Update: Authenticated Access to S3


Trello will begin requiring API key and token authorization via the Authorization header to access card attachment download URLs.

Update: This was previously announced but the implementation has changed enough that we are re-announcing. Query parameter-based authorization will be turned off on January 25, 2021. The manually built /download/ routes we previously recommended continue to be our recommendation moving forward.

We will be reaching out directly to developers who are using query parameters for authorization to ensure that your applications are updated before query parameter-based auth is turned off.


Authorization for attachments will be turned on for individual enterprises on an enterprise-by-enterprise fashion. We will create a new changelog card at the point in time it is going to be turned on for all attachments.

As of right now, you can construct the future-proof /download/ URLs and pass in an Authorization header. We HIGHLY recommend updating to use this access pattern now as no changes will be required when authorization is required. More on this in Opt In To Try New Routes below.

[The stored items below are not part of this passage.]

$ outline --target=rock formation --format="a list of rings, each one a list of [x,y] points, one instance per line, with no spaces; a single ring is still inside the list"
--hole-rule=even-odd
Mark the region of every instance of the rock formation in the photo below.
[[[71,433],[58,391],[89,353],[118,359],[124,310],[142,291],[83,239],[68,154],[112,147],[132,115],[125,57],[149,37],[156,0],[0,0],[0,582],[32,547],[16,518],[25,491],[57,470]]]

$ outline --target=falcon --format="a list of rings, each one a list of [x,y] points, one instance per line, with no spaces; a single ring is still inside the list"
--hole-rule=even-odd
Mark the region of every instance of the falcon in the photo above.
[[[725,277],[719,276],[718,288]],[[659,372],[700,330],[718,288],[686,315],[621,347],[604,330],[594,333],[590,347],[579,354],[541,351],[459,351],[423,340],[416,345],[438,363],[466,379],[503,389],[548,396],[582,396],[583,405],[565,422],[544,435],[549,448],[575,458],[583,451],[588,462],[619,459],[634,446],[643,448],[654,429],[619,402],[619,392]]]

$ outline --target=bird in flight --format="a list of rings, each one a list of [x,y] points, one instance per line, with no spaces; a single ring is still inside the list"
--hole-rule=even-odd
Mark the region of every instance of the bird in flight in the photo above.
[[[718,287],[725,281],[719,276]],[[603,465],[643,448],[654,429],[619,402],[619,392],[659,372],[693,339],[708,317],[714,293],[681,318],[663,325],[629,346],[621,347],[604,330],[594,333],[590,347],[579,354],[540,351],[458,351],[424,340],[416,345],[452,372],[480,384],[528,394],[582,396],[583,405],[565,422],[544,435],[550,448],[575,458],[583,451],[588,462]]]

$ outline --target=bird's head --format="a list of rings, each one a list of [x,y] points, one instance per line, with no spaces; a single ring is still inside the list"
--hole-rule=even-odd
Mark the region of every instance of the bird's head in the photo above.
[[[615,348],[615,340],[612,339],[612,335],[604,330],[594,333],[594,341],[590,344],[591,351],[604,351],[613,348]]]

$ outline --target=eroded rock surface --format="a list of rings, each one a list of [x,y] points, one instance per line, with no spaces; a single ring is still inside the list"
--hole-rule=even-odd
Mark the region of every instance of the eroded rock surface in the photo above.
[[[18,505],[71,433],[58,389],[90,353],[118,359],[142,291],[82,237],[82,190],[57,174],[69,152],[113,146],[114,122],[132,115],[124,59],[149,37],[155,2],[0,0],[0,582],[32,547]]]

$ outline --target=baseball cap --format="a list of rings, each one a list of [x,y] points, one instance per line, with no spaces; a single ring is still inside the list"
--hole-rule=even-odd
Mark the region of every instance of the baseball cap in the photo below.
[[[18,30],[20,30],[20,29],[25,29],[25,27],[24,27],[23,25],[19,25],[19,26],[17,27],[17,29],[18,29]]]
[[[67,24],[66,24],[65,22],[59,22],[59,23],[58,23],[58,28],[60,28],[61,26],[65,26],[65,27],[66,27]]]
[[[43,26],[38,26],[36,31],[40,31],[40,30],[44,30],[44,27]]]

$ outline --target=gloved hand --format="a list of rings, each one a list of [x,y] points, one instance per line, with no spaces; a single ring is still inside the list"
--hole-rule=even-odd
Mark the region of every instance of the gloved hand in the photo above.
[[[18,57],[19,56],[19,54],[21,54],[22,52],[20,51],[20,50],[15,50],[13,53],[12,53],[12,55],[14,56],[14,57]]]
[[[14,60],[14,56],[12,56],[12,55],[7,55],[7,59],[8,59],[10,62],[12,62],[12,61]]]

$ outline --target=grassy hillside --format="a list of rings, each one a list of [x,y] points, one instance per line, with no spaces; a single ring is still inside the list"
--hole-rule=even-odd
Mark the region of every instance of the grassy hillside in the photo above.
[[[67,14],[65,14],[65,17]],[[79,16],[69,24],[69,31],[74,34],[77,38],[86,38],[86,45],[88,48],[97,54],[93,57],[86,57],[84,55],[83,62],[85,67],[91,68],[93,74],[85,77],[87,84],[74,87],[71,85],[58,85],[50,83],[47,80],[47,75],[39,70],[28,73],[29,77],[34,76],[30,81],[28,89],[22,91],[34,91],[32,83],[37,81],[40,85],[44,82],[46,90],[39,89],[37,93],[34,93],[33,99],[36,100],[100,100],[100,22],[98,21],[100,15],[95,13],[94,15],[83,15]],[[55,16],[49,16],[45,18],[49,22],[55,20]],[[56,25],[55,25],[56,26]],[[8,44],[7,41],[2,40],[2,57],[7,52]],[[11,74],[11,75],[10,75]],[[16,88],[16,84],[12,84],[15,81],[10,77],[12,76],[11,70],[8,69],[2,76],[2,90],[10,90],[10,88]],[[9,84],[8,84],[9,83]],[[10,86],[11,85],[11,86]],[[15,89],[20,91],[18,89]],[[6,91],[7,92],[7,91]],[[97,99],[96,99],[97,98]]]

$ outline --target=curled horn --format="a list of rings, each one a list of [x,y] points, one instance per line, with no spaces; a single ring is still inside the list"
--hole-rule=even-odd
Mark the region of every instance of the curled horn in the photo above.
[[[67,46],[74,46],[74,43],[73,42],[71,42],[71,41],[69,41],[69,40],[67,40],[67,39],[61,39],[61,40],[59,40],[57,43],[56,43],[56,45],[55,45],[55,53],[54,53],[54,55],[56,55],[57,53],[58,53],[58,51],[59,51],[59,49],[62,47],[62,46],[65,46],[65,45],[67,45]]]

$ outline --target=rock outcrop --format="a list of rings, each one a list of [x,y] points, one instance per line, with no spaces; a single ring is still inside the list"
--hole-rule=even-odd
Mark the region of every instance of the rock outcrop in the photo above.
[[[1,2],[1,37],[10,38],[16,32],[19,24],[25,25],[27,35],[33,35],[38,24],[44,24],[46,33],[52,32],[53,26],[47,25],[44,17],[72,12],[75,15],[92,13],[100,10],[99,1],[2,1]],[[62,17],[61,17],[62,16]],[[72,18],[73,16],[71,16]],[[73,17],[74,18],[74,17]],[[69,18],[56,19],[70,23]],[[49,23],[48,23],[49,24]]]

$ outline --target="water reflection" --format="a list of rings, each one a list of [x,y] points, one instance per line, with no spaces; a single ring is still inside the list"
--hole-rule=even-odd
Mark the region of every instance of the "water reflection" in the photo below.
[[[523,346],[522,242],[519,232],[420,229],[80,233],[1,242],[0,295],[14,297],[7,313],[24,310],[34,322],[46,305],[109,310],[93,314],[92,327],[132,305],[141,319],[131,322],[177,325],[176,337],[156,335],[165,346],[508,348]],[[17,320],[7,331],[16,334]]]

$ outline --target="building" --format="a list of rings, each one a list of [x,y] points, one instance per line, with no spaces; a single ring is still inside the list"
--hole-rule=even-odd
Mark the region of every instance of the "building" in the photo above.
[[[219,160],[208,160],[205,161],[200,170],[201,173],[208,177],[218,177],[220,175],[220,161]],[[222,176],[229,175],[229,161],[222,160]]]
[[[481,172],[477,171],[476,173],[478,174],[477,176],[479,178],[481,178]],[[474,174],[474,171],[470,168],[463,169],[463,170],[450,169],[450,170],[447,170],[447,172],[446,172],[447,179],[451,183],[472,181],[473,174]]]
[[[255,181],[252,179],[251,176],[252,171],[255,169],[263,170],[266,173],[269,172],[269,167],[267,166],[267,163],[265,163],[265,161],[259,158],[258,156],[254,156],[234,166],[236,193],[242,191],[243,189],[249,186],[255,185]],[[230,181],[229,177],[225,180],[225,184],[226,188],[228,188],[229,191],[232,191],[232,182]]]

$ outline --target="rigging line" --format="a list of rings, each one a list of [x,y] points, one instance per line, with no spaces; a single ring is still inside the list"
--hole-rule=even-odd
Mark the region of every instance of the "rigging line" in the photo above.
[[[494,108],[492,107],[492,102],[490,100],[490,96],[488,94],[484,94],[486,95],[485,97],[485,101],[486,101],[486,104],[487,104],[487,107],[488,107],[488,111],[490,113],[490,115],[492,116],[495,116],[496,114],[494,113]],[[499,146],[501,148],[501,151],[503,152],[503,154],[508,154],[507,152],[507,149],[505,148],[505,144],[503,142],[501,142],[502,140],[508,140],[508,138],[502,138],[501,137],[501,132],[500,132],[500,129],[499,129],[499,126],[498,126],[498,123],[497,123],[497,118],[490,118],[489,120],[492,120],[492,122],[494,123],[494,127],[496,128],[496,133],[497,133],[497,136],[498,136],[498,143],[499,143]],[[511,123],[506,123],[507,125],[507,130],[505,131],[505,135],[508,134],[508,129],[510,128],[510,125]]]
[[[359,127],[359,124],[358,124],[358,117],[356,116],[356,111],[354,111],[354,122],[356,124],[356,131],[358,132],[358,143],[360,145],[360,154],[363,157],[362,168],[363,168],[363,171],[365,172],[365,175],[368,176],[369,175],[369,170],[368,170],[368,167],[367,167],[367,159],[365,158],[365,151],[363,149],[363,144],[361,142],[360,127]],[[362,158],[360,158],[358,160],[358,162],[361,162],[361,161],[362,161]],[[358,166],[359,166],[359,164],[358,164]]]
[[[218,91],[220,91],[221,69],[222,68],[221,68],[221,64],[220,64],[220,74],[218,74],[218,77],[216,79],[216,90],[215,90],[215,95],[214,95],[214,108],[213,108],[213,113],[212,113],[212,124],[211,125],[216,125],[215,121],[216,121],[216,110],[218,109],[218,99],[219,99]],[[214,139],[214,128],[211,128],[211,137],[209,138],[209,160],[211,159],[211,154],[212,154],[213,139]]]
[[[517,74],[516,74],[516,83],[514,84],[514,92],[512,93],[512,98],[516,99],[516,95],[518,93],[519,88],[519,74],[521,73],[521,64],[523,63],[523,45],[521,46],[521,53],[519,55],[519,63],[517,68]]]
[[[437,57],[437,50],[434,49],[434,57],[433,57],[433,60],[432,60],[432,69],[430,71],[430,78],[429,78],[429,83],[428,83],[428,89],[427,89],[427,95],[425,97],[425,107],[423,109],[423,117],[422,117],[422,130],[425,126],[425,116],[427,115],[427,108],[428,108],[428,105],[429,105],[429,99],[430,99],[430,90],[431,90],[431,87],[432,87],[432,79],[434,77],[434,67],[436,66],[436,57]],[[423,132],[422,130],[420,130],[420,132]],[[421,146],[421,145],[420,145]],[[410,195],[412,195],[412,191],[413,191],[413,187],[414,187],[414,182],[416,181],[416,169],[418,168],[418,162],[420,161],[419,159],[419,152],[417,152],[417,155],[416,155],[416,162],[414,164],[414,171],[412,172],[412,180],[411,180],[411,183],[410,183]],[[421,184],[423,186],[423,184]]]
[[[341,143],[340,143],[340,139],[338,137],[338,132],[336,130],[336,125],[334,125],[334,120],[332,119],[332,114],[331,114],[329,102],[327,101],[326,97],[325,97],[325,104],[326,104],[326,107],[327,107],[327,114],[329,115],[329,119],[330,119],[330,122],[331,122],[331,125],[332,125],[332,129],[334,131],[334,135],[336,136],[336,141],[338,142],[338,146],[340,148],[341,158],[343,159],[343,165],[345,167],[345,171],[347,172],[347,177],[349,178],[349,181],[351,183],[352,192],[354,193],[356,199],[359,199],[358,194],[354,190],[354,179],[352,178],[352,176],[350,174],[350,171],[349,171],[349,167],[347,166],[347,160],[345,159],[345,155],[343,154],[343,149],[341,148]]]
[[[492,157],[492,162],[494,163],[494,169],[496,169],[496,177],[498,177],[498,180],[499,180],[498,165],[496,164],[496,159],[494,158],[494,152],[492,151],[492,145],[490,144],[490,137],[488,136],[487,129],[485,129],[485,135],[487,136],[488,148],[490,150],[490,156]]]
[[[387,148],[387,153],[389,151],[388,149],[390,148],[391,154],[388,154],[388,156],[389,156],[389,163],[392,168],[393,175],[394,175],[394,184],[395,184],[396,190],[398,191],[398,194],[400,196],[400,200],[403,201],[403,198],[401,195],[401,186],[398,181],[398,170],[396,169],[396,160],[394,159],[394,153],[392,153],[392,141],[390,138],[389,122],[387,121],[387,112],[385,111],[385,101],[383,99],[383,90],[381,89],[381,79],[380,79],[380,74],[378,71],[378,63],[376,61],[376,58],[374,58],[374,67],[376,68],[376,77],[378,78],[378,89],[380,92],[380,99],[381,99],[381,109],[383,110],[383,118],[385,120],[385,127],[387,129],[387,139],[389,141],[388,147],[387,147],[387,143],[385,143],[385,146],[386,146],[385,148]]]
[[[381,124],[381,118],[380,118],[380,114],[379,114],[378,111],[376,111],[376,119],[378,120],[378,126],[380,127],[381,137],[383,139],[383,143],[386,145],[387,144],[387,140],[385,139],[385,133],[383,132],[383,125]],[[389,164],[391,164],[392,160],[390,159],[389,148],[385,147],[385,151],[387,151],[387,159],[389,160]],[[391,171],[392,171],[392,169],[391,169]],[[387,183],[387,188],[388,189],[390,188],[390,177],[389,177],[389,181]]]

The previously announced query-based authorization will be turned off on January 25, 2021.


Currently, when you make a request to GET a file attachment on a card, you will receive back a payload that includes the URL at which the file is hosted.

For instance, with the following request:

curl https://api.trello.com/1/cards/{idCard}/attachments/?fields=url&key={{apiKey}}&token={{apiToken}}

You’d get back a HTTP 200 response with the following body:

  "id": "5ef22a288dcee602857a9990",
  "url": "https://trello-attachments.s3.amazonaws.com/5b6893f01cb3228998cf629e/5b6b3ed249cf2381d501427c/c017c7020704c12468c868be104e4ed4/me.png"

The URL provided in url is publicly available and requires no authorization of any sort to access.

Moving forward, public access to these files will be turned off. And the value returned for the url will no longer be the location where the file is hosted. Instead it will be a URL that includes /download/ in the path, similar to below:

  "id": "5ef22a288dcee602857a9990",
  "url": "https://api.trello.com/1/cards/5edfa37673e537161016361c/attachments/5ef22a288dcee602857a9990/download/Screen_Shot_2020-06-23_at_11.13.18_AM.png"

The /download/ URL format is the following:


If you are using the files directly in your application as a single user, you can add in an API key and token to the request to the /download/ URL.

Making a GET request with the key and token in the Authorization header will return the hosted file.

For instance, here is how you’d make the request with curl for an attachment with the ID 5edfd184387b678655b58348 and the attachment file named my_image.png:

curl -H "Authorization: OAuth oauth_consumer_key=\"{{key}}\", oauth_token=\"{{token}}\"" https://api.trello.com/1/cards/5e839f3696a55979a932b3ad/attachments/5edfd184387b678655b58348/download/my_image.png

If your application needs to give broader access to the file (like showing the file to multiple users), you do not want to leak the key and token. Instead, your client should download a local copy of the file and then manage access appropriately.

Opt In To Try New Routes

You can currently construct the /download/ routes and pass in authorization. We HIGHLY recommend updating to use this access pattern now as no changes will be required when authorization is required.

When constructing the new routes, remember that the name property is user modifiable and may change. For use as a file path either use the new fileName property, or parse the file name out of the url.


Can i access to private board/card’s images without login?
(I have generated the attachment URL with authorization header, now I want to send image url to another person). Since the user doesn’t have the login, can he access it? Or any other way to send a downloadable link to others? (My board is private).
I’m trying to download the attachment to the local and send it from there(local).
When try to download from private board, it says unauthorized permission requested
Below is code sample that I tried to download the image to local.

function file_get_contents_curl($url) {
    $ch = curl_init();
    curl_setopt($ch, CURLOPT_HEADER, 0);
    curl_setopt($ch, CURLOPT_RETURNTRANSFER, 1);
    curl_setopt($ch, CURLOPT_URL, $url);
    $data = curl_exec($ch);
    return $data;
$data = file_get_contents_curl('https://trello.com/1/cards/613045d422b04355c633730a/attachments/613045f5ce12596c264df8cd/download/161462203_2344483315686428_8238734825821897385_o.jpg');
$fp = 'logo-2.jpg';
file_put_contents( $fp, $data );

Do you send the key in the header? The request URL looks good to me.
Don’t know if its any different but im using: https://api.trello.com/ instead of https://trello.com/

I think based on that, you can’t turn around and share it publicly without first downloading the image and then sharing outside of Trello.

I tried doing that, i was able to download public board image in my local but not private board image.

How are you passing your key and token? It needs to be passed in the header in oauth1.0 format.